The Malaysian Indian Congress (MIC), a partner in Prime Minister Mahathir Mohamad's coalition, endorses Tamil-language schools, a factor regarded as hampering the community's ability to integrate.

The Chinese also protect their own language schools, but they are many rungs higher on Malaysia's social ladder.

Many Indians feel their interests have been neglected, blaming the federal government's race-based policies, particularly the affirmative action policy to help Malays move up the socio-economic ladder, for their plight.

"The Indian members of the working class have had difficulty competing for facilities and resources because the government was so involved in pushing programmes for Malays," political economist P. Ramasamy said.

"The message of last week's violence seems to be very clear - there are groups that have been alienated by the racial policies of the government," he said.

AN INDIAN BY ANY OTHER NAME

Indians are the most visible of the urban poor, sweeping the country's streets and collecting its garbage.

They officially make up about eight percent or two million of Malaysia's 22 million people, while Malays make up 55 percent and Chinese 30 percent.

But the race numbers are blurred.
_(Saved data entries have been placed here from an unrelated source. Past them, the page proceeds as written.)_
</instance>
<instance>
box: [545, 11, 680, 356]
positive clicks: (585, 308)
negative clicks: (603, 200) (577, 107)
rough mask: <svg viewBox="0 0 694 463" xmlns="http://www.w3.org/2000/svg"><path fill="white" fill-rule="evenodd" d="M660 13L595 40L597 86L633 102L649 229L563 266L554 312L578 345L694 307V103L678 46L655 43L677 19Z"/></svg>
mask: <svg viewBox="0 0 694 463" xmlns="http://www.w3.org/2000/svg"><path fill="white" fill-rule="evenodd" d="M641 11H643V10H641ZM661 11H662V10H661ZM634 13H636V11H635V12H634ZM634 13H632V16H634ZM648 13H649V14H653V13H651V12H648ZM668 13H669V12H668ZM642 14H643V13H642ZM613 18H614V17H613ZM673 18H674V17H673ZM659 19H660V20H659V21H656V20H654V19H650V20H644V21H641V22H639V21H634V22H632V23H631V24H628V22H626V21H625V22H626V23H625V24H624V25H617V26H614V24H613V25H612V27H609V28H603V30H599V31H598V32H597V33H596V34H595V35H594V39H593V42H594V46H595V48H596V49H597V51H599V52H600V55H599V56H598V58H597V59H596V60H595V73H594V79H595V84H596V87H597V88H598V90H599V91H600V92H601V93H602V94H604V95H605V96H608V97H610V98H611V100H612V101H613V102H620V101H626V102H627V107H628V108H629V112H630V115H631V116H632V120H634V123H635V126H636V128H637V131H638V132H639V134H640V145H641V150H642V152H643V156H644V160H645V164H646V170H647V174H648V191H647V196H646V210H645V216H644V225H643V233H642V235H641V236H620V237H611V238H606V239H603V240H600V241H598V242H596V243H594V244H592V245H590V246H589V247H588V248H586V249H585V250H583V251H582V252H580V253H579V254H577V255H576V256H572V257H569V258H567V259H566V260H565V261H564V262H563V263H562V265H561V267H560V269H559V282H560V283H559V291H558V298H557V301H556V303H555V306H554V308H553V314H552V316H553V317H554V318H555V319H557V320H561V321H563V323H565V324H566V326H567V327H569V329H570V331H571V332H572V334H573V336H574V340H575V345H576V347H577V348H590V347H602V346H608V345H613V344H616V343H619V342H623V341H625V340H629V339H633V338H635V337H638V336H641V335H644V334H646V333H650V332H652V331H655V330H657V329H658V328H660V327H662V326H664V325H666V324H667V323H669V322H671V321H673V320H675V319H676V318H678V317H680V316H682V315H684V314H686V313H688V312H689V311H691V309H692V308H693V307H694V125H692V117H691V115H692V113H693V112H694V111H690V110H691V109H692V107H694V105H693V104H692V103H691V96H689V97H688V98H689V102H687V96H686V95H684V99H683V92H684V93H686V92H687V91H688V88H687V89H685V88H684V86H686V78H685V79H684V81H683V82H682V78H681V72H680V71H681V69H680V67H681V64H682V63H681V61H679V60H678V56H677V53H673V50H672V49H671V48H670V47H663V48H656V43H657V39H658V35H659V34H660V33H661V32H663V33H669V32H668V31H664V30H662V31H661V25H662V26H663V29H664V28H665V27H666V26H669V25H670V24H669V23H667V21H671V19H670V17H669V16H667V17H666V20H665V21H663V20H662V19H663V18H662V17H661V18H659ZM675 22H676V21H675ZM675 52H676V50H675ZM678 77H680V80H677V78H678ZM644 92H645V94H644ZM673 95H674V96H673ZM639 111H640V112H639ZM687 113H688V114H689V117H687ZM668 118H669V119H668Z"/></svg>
Many northern Indians living in Malaysia tick the box for "Others" rather than "Indian" when they fill in government forms.

While at least 80 percent of Indians are labourers, they also account for 32 percent of Malaysia's doctors and 25 percent of lawyers, Ramasamy said.

Many have successful careers in business and entertainment as well.

But the majority of southern Indians have struggled to move on. They still account for 40 percent of workers in Malaysia's plantations, but modern methods mean fewer are needed and thousands more are expected to flock to the city slums.

The government, on its part, has approved a 20 million ringgit ($5.3 million) grant to help the impoverished community and plans are being drafted to build low-cost housing for squatters.

After meeting grief-stricken relatives last week, MIC President Samy Vellu said: "Everyone is asking me what to do. I can't do anything at the moment except to cry."